To more clearly see what is happening, paste in this code:
(defun read-char-test (char)
(interactive "c")
(if (equal char (char-after))
(message "char given (%c) and char-after (%c) are equal" char (char-after))
(message "char given (%c) and char-after (%c) differ" char (char-after))))
- Eval that defun.
- Move your cursor on to the
»
character. -
M-x read-char-test
, then type»
- You get the message "char given (Â) and char-after (») differ".
- Type
k
to move up a line. - Note that
\273
is put in the buffer and you move up a line.
Expected behavior
read-char
should read the whole »
character and not create mojibake.
Actual behavior
read-char
is only getting part of the character you type, and then dumping the rest into the buffer as mojibake.
Further notes
This is most saliently an issue for evil-surround
, which uses (interactive "c")
in some places. I try to use it with non-ascii delimiters like «»
and it fails. But this is an issue with anything that uses (interactive "c")
and with other things that use (read-char)
like setting and going to marks (it's not a big deal for me there, but if I were to, say, remap evil commands to work on a cyrillic or greek keyboard layout it would be a serious problem).
Hm, I can mostly reproduce this, except mojibake being inserted into the buffer, it's only echoed here. For the record, if you try doing the same thing with Vim, it silently ignores m»
and gives you an error if you attempt jumping to it with '»
.
I'm not terribly surprised that reading in a non-ascii character is tricky to do right, I've implemented reading in UTF-8 myself for fun. What surprised me though is that the flag for doing this hides behind the inherit-input-method
flag. I'm not using any I'm aware of, yet this makes translation of multibyte input into the correct character work. This conflation of multibyte input and input methods implemented in elisp doesn't sit right with me at all.
Yeah, the conflation doesn't make much sense to me either. But regardless whether or not »
and other punctuation should be ignored as a mark name, certainly λ
or и
should work for marks. Any non-latin alphanumeric character will have the same issue. And personally I care a lot more about (interactive "c")

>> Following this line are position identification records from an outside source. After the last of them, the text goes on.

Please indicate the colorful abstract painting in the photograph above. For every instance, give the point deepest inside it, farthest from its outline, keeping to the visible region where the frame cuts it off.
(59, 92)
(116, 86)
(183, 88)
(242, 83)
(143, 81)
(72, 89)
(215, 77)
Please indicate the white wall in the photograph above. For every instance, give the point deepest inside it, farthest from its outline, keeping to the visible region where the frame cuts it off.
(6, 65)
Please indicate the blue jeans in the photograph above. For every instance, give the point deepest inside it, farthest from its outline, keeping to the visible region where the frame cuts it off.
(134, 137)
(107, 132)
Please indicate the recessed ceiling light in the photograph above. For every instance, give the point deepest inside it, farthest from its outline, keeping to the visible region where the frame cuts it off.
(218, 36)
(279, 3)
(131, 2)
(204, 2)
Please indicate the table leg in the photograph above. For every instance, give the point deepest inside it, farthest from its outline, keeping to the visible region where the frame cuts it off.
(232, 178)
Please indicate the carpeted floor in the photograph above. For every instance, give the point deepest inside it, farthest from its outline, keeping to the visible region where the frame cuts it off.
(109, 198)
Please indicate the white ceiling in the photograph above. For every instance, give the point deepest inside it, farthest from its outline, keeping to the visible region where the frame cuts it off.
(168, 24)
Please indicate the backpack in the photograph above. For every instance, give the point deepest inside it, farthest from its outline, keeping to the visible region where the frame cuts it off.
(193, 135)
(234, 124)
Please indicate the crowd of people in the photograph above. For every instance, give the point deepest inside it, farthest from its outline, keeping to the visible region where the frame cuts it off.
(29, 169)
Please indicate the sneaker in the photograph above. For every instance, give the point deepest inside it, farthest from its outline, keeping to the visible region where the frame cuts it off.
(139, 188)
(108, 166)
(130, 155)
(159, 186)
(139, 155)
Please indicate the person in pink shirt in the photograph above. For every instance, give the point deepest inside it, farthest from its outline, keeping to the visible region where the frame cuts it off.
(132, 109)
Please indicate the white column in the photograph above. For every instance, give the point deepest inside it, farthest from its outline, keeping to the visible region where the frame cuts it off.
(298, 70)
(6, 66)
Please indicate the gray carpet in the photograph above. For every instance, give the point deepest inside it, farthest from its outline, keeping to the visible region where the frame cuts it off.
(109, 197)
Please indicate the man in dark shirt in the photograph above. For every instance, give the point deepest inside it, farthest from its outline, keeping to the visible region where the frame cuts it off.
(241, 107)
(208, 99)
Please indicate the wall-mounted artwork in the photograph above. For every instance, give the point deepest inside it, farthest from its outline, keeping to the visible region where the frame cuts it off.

than about marks. read-key
gets the right character, but it seems to cause issues (specifically evil-surround not being able to use .
to repeat). Perhaps read-key
is correct but there is some other bug that interacts with it somehow to cause those issues.

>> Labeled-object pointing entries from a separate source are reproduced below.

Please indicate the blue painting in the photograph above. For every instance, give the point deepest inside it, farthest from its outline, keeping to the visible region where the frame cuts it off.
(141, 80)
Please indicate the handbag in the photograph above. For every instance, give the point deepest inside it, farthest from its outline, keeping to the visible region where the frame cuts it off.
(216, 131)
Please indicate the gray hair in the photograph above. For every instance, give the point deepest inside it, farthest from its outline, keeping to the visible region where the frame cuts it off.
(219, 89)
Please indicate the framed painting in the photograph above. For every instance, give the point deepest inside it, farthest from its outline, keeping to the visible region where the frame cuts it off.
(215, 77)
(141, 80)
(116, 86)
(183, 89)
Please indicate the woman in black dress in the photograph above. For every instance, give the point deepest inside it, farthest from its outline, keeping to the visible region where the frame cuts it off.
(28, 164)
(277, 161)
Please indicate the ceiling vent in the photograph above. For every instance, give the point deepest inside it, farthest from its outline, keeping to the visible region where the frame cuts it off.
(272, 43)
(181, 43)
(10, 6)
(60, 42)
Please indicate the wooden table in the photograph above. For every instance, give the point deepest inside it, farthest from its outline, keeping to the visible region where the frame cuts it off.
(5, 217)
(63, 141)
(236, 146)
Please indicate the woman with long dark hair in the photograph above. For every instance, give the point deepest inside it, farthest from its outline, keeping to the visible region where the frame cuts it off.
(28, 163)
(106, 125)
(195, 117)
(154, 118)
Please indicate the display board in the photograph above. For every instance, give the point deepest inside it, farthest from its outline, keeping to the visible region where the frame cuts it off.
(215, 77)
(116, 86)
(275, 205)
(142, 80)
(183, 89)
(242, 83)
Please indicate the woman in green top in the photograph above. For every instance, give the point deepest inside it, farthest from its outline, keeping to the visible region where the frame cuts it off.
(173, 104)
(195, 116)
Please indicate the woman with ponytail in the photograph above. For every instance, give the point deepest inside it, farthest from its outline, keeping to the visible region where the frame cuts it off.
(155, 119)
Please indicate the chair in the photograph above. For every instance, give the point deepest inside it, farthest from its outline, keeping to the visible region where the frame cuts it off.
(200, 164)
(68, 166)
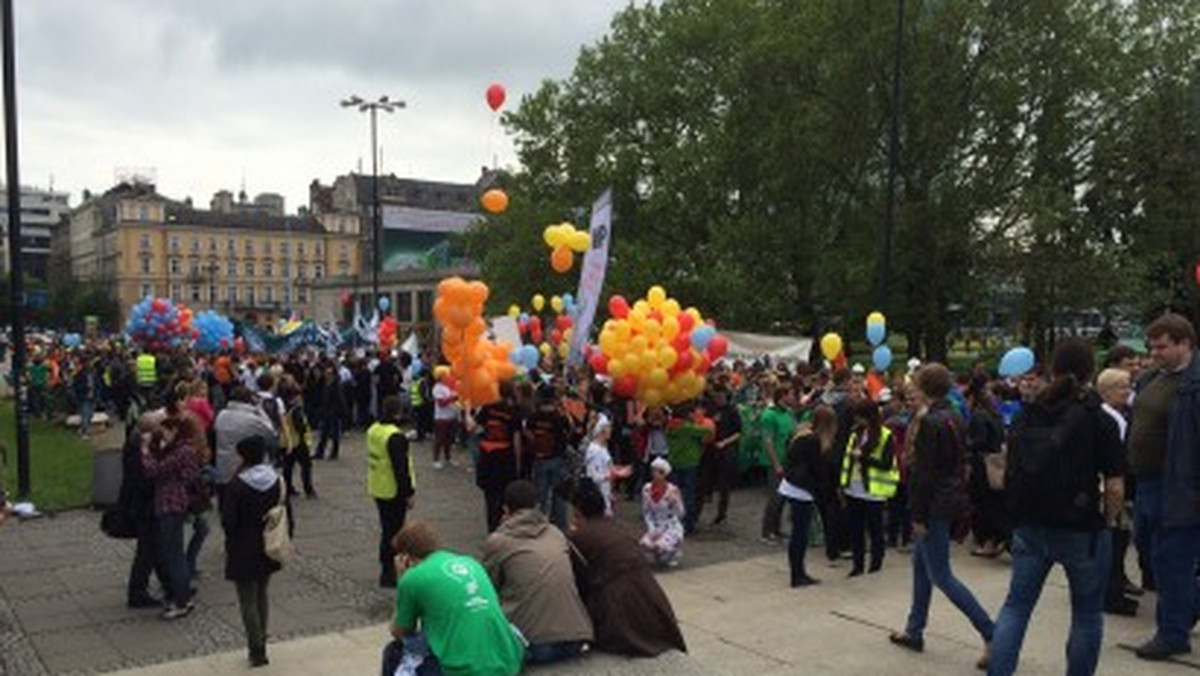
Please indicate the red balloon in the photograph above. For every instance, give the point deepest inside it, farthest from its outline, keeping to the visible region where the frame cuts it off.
(717, 346)
(618, 306)
(496, 96)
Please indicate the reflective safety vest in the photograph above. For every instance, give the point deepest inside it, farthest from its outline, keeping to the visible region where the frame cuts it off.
(381, 477)
(148, 369)
(879, 483)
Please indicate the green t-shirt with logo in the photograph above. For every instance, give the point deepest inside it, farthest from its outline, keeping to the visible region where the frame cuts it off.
(778, 425)
(460, 616)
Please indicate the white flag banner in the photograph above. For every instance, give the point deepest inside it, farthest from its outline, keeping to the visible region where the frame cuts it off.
(595, 264)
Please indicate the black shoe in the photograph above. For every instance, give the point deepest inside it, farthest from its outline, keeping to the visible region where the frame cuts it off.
(906, 641)
(1158, 651)
(144, 602)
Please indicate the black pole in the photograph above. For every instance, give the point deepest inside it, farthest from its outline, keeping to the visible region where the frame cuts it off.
(881, 294)
(16, 270)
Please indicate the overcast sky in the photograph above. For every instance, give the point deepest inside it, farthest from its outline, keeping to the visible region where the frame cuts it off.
(208, 94)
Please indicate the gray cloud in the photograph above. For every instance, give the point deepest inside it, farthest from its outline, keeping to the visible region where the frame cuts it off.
(209, 91)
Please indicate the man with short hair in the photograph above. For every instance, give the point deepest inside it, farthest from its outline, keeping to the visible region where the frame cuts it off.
(529, 562)
(463, 629)
(1163, 443)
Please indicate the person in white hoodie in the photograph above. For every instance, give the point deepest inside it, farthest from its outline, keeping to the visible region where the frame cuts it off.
(255, 490)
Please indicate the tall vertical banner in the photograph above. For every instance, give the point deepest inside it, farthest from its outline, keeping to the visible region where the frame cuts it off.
(595, 264)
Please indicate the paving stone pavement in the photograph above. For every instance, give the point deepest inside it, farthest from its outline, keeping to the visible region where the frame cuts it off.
(63, 581)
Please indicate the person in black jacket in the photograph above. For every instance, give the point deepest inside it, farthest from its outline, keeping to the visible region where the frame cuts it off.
(804, 484)
(136, 498)
(935, 500)
(256, 489)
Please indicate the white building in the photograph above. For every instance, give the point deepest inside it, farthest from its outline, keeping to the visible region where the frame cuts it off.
(40, 210)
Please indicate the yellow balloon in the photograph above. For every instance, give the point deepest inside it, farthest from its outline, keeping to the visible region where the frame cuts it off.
(657, 297)
(831, 346)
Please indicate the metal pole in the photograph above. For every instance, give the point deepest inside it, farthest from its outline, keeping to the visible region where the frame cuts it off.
(16, 269)
(375, 209)
(881, 294)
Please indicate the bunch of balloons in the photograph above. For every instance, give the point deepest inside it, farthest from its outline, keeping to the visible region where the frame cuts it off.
(655, 351)
(387, 335)
(876, 333)
(564, 241)
(214, 331)
(475, 363)
(157, 323)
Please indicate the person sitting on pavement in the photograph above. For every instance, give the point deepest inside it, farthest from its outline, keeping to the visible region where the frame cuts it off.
(450, 597)
(663, 512)
(630, 614)
(528, 561)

@willghatch will this PR fix the following issue: with non English input method (Bulgarian in my case), f f
searches for the letter f
instead of ф
(for Bulgarian input method)?
Edit: as you've noted, this issue seems related https://github.com/emacs-evil/evil/issues/605
@edkolev I'm afraid not. Doing a little bit of testing, if I'm in input-state
and run read-char
with inherit-input-method
as a true value it does read ф
, but if I'm in normal-state it still reads f
. I don't know much about the guts of evil-mode, so I couldn't say why.
Just as I did in #857, I'd like to warn that this read-key
thing was the main culprit of a very painful regression on evil-surround which I had to revert. It broke the .

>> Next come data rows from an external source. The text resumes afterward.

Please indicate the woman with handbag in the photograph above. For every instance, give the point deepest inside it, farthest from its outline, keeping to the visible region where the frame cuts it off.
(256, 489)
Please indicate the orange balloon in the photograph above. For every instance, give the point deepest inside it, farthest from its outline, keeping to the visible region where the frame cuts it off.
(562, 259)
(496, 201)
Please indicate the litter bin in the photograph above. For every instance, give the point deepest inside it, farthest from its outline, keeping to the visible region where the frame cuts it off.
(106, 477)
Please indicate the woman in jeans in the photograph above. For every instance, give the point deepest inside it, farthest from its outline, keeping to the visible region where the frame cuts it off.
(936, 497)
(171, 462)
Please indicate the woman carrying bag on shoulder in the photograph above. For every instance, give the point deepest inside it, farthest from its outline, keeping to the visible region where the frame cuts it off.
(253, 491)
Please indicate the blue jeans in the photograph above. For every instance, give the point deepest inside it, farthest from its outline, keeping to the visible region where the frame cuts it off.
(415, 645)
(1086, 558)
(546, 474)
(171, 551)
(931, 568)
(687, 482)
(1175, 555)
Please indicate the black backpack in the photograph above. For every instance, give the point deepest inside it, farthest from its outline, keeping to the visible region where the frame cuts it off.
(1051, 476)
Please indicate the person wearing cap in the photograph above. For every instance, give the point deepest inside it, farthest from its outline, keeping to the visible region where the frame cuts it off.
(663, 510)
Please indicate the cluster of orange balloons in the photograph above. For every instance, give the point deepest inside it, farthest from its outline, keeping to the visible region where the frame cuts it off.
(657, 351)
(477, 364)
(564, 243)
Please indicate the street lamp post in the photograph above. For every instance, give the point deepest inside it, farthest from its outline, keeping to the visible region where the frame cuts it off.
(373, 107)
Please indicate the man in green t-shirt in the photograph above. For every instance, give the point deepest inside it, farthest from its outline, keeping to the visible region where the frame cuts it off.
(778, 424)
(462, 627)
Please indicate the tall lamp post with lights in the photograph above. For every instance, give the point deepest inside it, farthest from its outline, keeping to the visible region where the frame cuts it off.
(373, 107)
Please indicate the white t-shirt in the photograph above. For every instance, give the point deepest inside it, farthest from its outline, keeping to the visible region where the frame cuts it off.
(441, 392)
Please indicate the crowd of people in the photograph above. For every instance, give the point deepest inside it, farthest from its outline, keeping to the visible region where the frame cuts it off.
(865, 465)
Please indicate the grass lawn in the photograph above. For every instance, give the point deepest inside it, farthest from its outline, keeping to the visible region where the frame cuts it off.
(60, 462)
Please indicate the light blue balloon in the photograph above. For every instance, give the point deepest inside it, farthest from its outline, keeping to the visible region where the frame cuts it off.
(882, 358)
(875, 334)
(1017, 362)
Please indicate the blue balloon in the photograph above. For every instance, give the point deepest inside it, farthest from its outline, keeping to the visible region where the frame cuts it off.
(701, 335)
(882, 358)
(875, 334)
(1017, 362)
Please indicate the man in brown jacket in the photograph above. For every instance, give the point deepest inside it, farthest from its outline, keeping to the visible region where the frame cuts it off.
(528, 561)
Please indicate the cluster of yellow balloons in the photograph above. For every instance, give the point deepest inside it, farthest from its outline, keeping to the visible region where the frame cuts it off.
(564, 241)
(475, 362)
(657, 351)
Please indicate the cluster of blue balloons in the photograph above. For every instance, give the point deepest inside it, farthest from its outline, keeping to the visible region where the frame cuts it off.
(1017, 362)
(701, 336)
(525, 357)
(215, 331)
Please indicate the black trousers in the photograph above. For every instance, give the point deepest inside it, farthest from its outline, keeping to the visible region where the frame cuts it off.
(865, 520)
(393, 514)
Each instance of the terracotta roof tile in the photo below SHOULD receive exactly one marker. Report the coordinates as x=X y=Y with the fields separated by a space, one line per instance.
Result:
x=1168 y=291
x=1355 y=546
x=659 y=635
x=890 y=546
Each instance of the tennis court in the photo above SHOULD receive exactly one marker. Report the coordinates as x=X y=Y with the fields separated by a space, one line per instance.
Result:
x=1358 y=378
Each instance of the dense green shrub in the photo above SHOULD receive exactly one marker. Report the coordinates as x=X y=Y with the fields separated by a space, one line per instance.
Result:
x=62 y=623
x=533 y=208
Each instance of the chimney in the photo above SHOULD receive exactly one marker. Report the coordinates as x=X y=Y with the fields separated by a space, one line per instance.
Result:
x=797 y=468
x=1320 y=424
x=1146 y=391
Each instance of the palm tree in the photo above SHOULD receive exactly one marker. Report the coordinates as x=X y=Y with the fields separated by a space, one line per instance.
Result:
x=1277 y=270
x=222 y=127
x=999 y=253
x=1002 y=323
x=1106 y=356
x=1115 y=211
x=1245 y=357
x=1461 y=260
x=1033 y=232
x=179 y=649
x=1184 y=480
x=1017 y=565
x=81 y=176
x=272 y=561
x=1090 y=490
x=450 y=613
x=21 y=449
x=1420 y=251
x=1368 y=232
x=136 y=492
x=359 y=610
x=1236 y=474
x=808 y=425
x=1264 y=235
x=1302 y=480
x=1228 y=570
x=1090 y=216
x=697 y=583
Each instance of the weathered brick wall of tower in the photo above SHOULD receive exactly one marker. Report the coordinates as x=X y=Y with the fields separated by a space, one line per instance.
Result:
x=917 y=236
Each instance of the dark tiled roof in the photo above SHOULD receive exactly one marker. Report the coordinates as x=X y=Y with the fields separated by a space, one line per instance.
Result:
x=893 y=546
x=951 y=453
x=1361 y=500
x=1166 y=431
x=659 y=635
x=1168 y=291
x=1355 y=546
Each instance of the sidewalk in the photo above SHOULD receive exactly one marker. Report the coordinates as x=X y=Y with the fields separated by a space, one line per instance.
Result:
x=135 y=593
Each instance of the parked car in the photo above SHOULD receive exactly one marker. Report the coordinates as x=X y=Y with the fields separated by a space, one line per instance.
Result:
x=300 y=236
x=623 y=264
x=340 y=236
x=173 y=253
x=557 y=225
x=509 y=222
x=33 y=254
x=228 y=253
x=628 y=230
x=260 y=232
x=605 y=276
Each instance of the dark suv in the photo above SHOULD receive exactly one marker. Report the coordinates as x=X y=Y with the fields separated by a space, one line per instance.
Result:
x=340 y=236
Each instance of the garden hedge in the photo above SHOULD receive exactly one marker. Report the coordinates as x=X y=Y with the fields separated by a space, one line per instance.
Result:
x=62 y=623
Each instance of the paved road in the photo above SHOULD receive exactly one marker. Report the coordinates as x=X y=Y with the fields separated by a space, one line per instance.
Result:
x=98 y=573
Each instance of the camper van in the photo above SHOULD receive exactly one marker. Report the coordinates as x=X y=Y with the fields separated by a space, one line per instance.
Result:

operation on evil-surround, which is the main feature of evil-surround.
let us be very careful about merging this in.
I've dug in a bit more (because this issue has been bugging me), and found the root cause behind .
breaking in evil-surround, and it's a bug in evil-repeat.el
. Basically, read-key
and read-key-sequence
both change the result of future calls to this-command-keys
. Evil advises read-key-sequence
, but not read-key
, which causes the use of read-key
to break the key recording for evil-repeat
. Ultimately I think #857 was really correct, and that the problems with it are caused by this evil-repeat
bug. I'm adding a new PR (#865) addressing this.
Why read-key
and read-key-sequence
affect this-command-keys
and not read-char
I'm not sure, but read-key
is semantically more correct for the uses that these patches have tried to correct.